For one, the very words sound refreshing, invigorating, renewing. The first part is the most important—"be not the slave of your own past." How many of us are right now being the slaves of our own pasts? What will it take to break that cycle, to change that thinking, to move forward? It's simple yet difficult: dive into life. Live. Go for it. Persevere. Revel in what's around you. And then, as Emerson tells us, we'll be renewed—we will have "self-respect" and "new power." Who doesn't want that? Doesn't it sound beautiful? Miraculous even? Yet, it can be accomplished. And when we have that new outlook, we'll be able to figure out the past the best way we can, and we'll be able—and ready—to move on.
Now for the second quote:
"Finish each day and be done with it. You have done what you could. Some blunders and absurdities no doubt crept in; forget them as soon as you can. Tomorrow is a new day; begin it well and serenely and with too high a spirit to be cumbered with your old nonsense."
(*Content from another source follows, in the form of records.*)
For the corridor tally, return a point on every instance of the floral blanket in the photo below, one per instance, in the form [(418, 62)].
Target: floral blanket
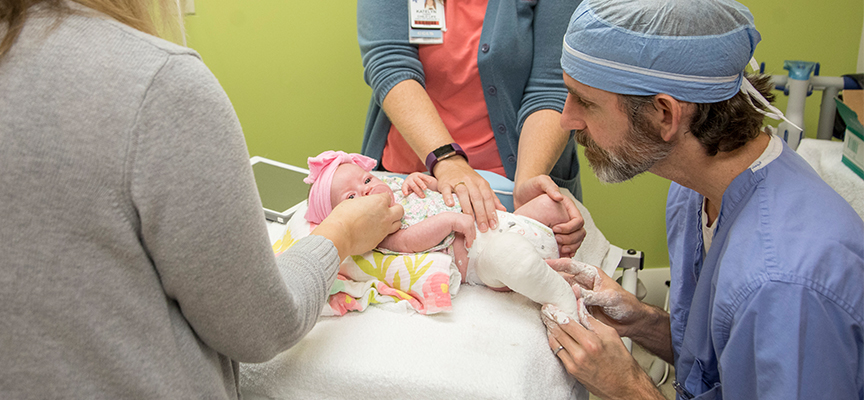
[(424, 282)]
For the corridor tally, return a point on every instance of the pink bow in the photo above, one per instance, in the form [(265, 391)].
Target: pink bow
[(321, 170)]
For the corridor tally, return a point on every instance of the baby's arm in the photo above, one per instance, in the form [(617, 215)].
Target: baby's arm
[(430, 232), (417, 182)]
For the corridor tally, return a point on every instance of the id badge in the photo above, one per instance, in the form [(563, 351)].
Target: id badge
[(427, 22)]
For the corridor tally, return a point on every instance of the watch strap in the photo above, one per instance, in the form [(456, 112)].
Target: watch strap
[(442, 153)]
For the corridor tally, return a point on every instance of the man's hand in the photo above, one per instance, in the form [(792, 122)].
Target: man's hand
[(594, 354)]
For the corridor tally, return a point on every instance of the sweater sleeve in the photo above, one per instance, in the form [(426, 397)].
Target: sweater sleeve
[(545, 87), (388, 57), (203, 227)]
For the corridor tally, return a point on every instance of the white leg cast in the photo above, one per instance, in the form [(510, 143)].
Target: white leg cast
[(510, 260)]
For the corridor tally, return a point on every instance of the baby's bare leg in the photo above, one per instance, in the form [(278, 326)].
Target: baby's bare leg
[(460, 255), (542, 208)]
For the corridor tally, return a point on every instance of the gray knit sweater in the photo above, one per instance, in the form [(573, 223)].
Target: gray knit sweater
[(134, 260)]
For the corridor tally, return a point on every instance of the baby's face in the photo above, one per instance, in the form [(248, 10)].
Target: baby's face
[(351, 181)]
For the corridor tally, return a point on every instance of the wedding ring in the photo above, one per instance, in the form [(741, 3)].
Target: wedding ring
[(557, 350)]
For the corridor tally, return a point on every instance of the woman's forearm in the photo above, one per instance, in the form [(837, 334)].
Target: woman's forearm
[(540, 145), (411, 111)]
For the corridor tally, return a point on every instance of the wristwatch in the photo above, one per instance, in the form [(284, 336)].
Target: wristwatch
[(442, 153)]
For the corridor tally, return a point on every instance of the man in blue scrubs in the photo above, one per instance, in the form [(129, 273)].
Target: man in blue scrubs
[(767, 261)]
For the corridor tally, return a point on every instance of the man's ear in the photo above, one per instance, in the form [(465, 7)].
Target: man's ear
[(670, 115)]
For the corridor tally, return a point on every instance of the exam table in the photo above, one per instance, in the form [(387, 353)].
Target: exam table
[(491, 345)]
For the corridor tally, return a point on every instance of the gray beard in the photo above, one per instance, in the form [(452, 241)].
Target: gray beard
[(642, 149)]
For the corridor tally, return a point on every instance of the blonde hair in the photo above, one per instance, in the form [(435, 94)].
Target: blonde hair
[(160, 18)]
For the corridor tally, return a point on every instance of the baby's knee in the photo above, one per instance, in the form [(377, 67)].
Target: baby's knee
[(542, 208)]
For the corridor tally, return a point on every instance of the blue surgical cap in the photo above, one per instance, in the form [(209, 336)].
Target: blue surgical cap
[(692, 50)]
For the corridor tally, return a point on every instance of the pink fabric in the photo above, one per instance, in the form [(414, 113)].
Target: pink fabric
[(321, 170), (454, 86)]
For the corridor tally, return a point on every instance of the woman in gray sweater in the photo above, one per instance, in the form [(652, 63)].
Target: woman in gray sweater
[(134, 259)]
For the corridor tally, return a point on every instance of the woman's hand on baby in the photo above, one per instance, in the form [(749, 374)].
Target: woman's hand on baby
[(570, 234), (357, 226), (475, 195), (418, 182)]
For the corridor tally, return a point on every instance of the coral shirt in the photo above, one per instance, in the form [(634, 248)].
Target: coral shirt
[(453, 84)]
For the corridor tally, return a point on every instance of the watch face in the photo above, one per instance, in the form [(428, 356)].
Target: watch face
[(443, 150)]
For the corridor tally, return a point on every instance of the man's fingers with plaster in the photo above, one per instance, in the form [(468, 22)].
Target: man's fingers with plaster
[(596, 356), (475, 195), (417, 183), (357, 226), (607, 300)]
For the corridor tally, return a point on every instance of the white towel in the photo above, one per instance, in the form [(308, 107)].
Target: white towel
[(825, 157), (491, 346)]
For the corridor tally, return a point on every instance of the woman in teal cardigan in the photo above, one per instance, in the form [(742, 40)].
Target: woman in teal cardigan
[(510, 53)]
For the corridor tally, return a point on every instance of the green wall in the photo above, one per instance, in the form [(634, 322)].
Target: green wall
[(292, 70)]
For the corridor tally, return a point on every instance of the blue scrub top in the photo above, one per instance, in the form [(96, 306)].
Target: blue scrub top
[(776, 308)]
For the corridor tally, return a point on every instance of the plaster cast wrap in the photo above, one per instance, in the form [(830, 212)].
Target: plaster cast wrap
[(510, 260)]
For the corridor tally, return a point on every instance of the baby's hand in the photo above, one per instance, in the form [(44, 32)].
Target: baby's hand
[(464, 224), (417, 183)]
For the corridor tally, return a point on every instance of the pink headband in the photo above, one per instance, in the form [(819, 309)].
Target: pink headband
[(321, 170)]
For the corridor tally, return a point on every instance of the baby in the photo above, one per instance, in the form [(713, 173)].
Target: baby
[(428, 224)]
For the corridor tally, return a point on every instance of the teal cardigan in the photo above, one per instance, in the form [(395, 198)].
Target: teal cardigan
[(519, 59)]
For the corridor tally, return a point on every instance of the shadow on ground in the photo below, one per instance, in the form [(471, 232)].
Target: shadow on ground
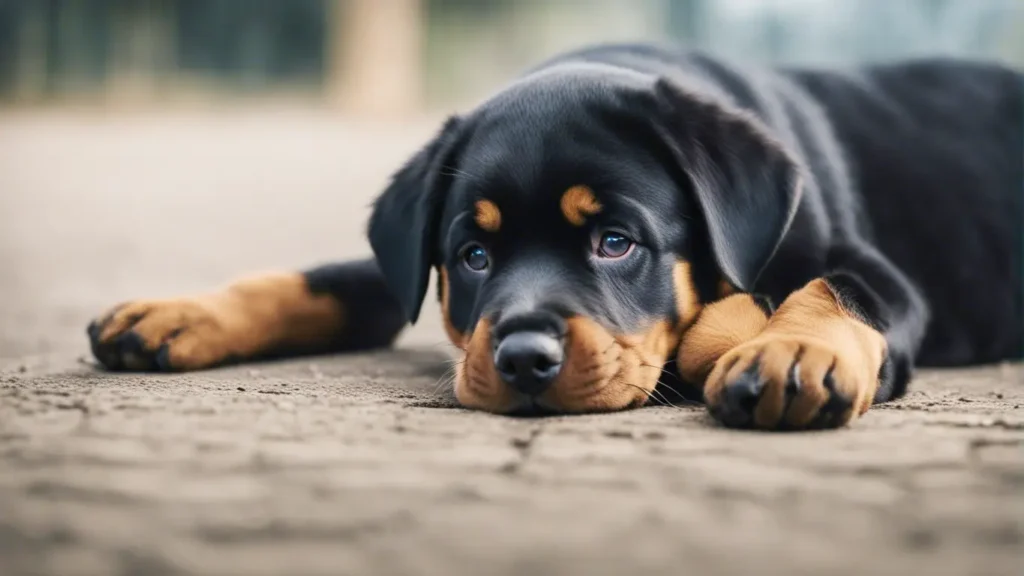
[(359, 464)]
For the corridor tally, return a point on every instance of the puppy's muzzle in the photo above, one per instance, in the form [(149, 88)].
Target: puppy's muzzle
[(528, 362), (529, 352)]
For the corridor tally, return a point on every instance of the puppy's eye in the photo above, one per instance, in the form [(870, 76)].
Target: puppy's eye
[(475, 257), (613, 245)]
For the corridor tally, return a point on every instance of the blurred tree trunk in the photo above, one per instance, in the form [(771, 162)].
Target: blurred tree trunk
[(375, 54)]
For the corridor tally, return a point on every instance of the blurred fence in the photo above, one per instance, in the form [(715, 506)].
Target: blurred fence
[(396, 56)]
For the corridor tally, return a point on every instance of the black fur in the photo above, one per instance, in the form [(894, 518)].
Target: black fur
[(900, 183)]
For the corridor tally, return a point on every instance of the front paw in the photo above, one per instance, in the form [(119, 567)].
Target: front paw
[(788, 382), (164, 335)]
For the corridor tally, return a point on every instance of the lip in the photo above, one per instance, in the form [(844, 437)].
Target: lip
[(532, 408)]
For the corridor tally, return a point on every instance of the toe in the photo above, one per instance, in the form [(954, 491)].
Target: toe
[(739, 399), (776, 367)]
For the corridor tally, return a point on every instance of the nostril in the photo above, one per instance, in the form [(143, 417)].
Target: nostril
[(528, 361)]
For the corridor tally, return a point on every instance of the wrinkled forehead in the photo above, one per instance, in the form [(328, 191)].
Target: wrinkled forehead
[(565, 172)]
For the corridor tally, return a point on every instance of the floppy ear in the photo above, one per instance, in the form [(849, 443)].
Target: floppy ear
[(403, 224), (747, 183)]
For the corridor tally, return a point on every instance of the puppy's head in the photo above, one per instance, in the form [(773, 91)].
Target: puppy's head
[(577, 221)]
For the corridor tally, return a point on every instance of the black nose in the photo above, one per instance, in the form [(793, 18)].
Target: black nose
[(528, 361)]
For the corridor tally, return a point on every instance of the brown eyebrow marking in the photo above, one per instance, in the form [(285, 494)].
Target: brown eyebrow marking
[(578, 203), (487, 215)]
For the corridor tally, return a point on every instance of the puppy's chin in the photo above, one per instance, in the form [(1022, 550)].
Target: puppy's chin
[(602, 371)]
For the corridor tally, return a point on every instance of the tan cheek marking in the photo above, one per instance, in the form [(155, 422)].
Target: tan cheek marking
[(457, 337), (604, 371), (721, 326), (578, 203), (487, 215), (687, 300), (477, 384)]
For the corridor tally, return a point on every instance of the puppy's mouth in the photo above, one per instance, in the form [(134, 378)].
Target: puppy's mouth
[(600, 372)]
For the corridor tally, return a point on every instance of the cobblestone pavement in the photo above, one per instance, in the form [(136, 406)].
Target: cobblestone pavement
[(359, 464)]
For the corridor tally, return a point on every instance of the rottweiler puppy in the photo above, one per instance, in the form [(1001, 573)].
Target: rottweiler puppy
[(792, 241)]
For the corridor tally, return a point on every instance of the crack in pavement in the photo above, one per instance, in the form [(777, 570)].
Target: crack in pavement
[(524, 448)]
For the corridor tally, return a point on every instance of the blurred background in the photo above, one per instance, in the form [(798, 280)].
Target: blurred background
[(406, 56), (150, 148)]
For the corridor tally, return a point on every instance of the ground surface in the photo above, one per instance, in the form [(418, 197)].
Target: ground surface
[(358, 464)]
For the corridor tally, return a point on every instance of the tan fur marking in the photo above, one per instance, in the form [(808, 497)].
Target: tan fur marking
[(810, 326), (578, 203), (601, 371), (476, 382), (721, 327), (246, 319), (454, 335), (687, 299), (487, 216), (604, 371)]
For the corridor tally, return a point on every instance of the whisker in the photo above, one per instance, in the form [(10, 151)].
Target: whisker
[(453, 171)]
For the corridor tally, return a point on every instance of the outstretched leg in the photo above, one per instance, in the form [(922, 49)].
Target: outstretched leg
[(342, 306), (834, 347)]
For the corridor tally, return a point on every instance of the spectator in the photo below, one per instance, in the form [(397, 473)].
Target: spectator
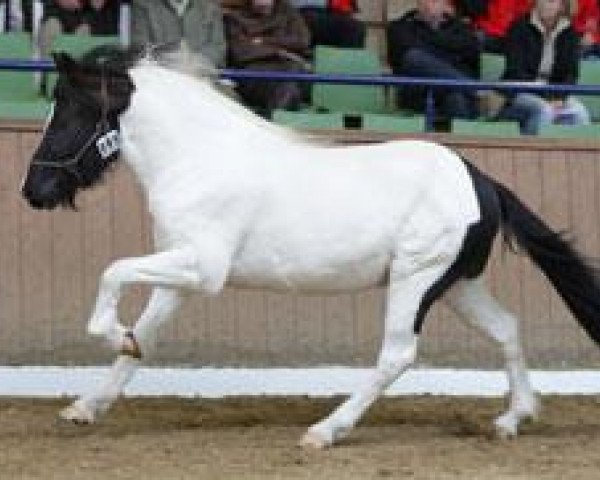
[(11, 16), (332, 22), (268, 35), (492, 18), (198, 23), (430, 41), (586, 23), (543, 47)]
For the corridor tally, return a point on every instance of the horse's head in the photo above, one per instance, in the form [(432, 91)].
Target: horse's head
[(81, 138)]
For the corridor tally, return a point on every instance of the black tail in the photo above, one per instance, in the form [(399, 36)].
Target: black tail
[(575, 279)]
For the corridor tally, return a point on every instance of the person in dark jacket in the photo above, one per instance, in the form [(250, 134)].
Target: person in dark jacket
[(543, 47), (268, 35), (432, 42), (332, 22)]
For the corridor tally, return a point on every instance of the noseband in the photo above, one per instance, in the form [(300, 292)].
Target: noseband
[(106, 140)]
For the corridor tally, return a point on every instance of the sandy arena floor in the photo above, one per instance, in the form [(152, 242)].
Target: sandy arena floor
[(249, 438)]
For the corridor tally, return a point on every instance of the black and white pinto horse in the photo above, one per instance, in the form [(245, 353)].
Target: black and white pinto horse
[(237, 200)]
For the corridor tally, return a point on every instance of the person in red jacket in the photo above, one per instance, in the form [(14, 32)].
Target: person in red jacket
[(586, 22), (332, 22), (492, 18)]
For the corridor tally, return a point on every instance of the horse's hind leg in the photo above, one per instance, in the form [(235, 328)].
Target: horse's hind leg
[(87, 408), (472, 301), (397, 353)]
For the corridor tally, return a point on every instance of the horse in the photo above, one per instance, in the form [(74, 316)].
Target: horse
[(238, 200)]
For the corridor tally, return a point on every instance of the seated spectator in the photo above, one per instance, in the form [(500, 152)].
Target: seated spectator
[(429, 41), (197, 23), (332, 22), (96, 17), (586, 23), (543, 47), (85, 17), (268, 35), (11, 16), (491, 19)]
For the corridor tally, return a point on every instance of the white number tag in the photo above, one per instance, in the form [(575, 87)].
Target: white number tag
[(108, 144)]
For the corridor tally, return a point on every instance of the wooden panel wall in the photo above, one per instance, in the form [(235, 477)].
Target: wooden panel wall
[(50, 264)]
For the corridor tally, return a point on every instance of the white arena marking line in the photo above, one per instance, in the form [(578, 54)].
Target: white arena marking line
[(52, 382)]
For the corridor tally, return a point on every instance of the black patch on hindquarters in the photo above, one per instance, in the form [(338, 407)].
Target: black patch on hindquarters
[(476, 247)]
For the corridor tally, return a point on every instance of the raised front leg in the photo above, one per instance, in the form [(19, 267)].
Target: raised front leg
[(189, 267), (88, 407)]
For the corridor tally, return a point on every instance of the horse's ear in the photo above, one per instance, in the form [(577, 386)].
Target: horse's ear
[(64, 62)]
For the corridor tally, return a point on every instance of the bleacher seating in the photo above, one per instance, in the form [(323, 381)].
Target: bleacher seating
[(309, 119), (19, 97), (589, 74), (347, 98), (485, 128), (570, 131)]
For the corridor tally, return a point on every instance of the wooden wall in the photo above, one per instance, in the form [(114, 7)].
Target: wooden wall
[(50, 264)]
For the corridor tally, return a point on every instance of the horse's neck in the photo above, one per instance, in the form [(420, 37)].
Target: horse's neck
[(181, 128)]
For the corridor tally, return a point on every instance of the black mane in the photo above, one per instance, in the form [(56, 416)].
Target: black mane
[(114, 58)]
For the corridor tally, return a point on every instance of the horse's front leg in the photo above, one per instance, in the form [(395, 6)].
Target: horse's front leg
[(188, 267), (88, 407)]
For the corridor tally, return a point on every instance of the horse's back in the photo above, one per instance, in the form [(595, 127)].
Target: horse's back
[(339, 216)]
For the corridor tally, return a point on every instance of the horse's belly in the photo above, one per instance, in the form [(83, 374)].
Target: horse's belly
[(308, 275)]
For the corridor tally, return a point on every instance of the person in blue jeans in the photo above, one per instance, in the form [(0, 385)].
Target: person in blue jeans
[(430, 41), (542, 47)]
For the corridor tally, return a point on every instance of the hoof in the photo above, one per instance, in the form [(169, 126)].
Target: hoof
[(506, 427), (76, 415), (312, 440), (130, 346)]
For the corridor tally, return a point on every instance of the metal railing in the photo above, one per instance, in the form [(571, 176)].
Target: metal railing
[(431, 84)]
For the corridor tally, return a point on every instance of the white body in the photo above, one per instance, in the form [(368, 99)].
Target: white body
[(236, 199)]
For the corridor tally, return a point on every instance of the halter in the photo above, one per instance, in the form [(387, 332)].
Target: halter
[(106, 140)]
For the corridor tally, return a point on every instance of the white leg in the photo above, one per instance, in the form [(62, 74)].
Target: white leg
[(397, 353), (173, 268), (86, 409), (472, 301)]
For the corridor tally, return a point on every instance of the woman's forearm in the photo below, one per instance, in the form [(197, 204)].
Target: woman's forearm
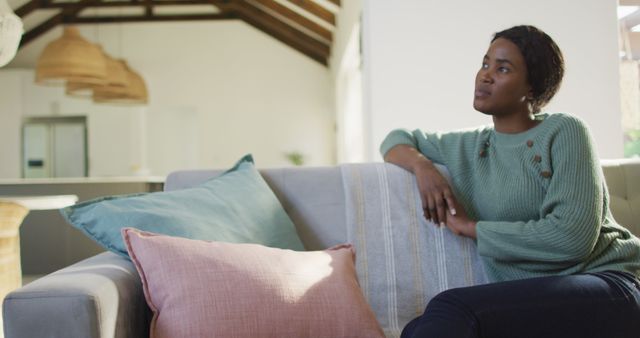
[(407, 157)]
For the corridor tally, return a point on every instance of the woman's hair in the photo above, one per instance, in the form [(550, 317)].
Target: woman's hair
[(545, 64)]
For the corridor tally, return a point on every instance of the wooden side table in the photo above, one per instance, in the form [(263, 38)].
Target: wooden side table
[(13, 209)]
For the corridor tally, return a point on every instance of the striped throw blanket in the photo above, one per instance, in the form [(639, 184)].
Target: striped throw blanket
[(402, 259)]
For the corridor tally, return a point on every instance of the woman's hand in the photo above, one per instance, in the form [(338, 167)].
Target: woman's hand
[(438, 201), (461, 225)]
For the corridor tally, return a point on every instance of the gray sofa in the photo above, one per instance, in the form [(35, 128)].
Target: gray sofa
[(102, 296)]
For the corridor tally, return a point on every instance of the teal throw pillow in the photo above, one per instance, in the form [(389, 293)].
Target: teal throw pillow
[(237, 206)]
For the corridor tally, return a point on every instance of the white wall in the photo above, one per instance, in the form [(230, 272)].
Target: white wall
[(11, 101), (421, 57), (352, 132), (218, 90)]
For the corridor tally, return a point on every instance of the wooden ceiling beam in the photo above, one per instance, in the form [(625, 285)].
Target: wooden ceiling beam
[(146, 18), (27, 8), (65, 5), (282, 32), (297, 18), (316, 10), (51, 23)]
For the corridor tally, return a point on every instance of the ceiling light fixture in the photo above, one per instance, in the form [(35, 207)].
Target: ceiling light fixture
[(135, 93), (117, 79), (71, 58)]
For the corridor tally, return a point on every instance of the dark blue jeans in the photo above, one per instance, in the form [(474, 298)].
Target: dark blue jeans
[(597, 305)]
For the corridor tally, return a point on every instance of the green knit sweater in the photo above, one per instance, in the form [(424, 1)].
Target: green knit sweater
[(539, 198)]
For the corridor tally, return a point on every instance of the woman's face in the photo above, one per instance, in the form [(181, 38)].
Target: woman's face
[(501, 83)]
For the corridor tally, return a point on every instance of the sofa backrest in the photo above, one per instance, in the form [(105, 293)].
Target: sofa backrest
[(312, 197), (623, 181)]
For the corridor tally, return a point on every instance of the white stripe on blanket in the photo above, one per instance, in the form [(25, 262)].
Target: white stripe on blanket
[(402, 259)]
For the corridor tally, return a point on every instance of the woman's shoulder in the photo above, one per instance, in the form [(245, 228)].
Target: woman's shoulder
[(565, 119)]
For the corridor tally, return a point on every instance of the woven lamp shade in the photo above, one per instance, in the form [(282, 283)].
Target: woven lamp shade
[(116, 79), (133, 94), (71, 58)]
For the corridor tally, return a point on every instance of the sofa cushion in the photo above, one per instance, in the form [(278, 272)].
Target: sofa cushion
[(216, 289), (236, 206)]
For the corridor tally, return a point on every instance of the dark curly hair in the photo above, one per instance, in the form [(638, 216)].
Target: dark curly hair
[(545, 64)]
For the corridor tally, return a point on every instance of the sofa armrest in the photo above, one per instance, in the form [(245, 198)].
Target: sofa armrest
[(98, 297)]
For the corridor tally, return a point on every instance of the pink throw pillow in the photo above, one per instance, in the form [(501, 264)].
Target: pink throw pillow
[(215, 289)]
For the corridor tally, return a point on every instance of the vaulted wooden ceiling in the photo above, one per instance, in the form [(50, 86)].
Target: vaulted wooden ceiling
[(305, 25)]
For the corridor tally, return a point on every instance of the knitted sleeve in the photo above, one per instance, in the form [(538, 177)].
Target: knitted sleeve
[(427, 144), (450, 149), (570, 215)]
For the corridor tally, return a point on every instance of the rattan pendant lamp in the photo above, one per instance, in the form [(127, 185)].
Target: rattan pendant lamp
[(135, 93), (116, 78), (71, 58)]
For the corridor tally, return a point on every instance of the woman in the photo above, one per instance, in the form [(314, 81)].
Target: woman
[(530, 191)]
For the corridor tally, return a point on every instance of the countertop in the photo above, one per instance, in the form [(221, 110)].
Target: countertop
[(74, 180)]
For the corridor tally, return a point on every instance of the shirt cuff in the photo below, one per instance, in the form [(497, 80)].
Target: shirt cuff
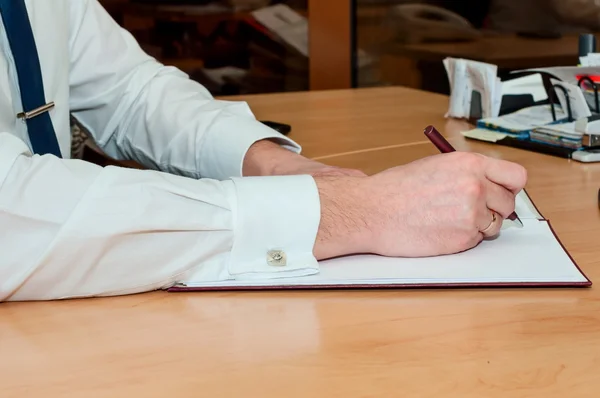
[(275, 220), (229, 139)]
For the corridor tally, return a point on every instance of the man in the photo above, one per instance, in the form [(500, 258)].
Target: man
[(73, 229)]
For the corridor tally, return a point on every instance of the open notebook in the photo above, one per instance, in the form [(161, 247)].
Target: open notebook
[(527, 256)]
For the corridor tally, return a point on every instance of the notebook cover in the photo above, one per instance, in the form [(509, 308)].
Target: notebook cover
[(586, 283)]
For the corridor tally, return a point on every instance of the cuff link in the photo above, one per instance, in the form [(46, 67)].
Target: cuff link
[(276, 258)]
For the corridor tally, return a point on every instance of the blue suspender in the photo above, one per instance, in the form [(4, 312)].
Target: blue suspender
[(35, 109)]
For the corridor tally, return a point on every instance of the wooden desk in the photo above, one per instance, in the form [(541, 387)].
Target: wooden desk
[(450, 343)]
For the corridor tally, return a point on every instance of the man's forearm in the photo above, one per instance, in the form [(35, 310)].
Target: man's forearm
[(344, 223), (264, 157)]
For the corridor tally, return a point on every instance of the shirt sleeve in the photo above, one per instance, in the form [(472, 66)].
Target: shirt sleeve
[(139, 109), (74, 229)]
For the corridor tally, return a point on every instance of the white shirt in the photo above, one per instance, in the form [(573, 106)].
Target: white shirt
[(73, 229)]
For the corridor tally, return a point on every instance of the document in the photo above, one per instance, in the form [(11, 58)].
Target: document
[(527, 256), (465, 77), (523, 120)]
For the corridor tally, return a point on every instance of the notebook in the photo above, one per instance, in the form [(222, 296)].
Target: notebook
[(531, 255)]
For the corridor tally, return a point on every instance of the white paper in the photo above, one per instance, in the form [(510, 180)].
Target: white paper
[(530, 84), (579, 107), (461, 89), (464, 76), (524, 119)]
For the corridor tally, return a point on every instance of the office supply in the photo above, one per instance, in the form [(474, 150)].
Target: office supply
[(521, 122), (587, 156), (518, 257), (571, 98), (505, 139), (445, 147), (587, 44)]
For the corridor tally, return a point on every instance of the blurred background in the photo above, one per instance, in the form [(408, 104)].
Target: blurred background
[(260, 46)]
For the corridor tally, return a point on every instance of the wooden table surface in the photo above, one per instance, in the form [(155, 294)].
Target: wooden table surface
[(425, 343)]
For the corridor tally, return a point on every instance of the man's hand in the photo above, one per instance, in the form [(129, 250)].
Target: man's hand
[(266, 158), (437, 205)]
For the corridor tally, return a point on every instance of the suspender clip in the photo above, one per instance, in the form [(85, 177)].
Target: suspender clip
[(36, 111)]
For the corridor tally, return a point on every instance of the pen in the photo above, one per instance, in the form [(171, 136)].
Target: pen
[(444, 147)]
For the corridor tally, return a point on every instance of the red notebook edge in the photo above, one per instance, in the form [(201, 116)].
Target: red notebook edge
[(404, 286)]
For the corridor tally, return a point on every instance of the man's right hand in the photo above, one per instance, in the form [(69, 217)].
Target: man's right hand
[(433, 206)]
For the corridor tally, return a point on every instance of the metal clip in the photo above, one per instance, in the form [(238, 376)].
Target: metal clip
[(36, 111)]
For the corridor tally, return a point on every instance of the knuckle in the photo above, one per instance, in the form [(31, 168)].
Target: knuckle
[(469, 159), (470, 217), (466, 241), (473, 188)]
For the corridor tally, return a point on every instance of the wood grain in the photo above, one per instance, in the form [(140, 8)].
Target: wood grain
[(425, 343)]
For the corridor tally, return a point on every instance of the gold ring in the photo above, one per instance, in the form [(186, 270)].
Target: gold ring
[(491, 223)]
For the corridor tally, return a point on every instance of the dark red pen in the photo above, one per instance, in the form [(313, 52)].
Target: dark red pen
[(444, 147)]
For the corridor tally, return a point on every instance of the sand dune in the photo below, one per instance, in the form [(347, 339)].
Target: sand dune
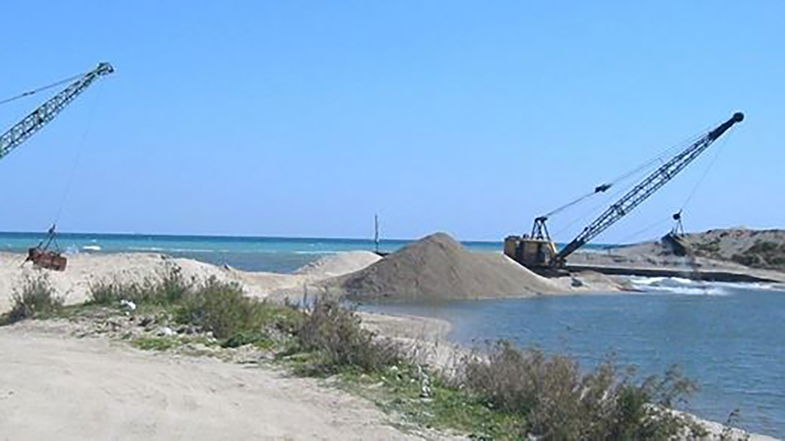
[(84, 269), (438, 268)]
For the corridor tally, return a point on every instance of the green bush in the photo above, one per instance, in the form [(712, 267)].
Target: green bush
[(558, 402), (222, 308), (35, 297), (335, 334), (167, 288)]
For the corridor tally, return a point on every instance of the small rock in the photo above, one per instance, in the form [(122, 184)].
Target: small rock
[(128, 304), (165, 331)]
I like this one even more. One of my own sayings I keep on a post-it at my desk is: "Today is what you make it. And tomorrow is always a new day." This quote by Emerson seems (to me) to go hand in hand with that mentality. Instead of beating yourself up for mistakes you made or setbacks that may have happened, instead of berating yourself for being the way you are, and instead of worrying over what happened in the course of the day—"finish each day and be done with it." There is no better advice than that. As Emerson says, "You have done what you could." Things may have happened that you didn't like, but forgetting them as soon as you can is a much better choice than dwelling on them and thus allowing them to hinder your progress for the days to follow. Each new morning, focus not on the day that has passed, but begin the new day "serenely and with too high a spirit to be cumbered with your old nonsense." When the day begins, it is new and fresh and clean and blank. Don't mar such a glorious thing with bad feelings from the previous day; march on and make the day what you want it to be.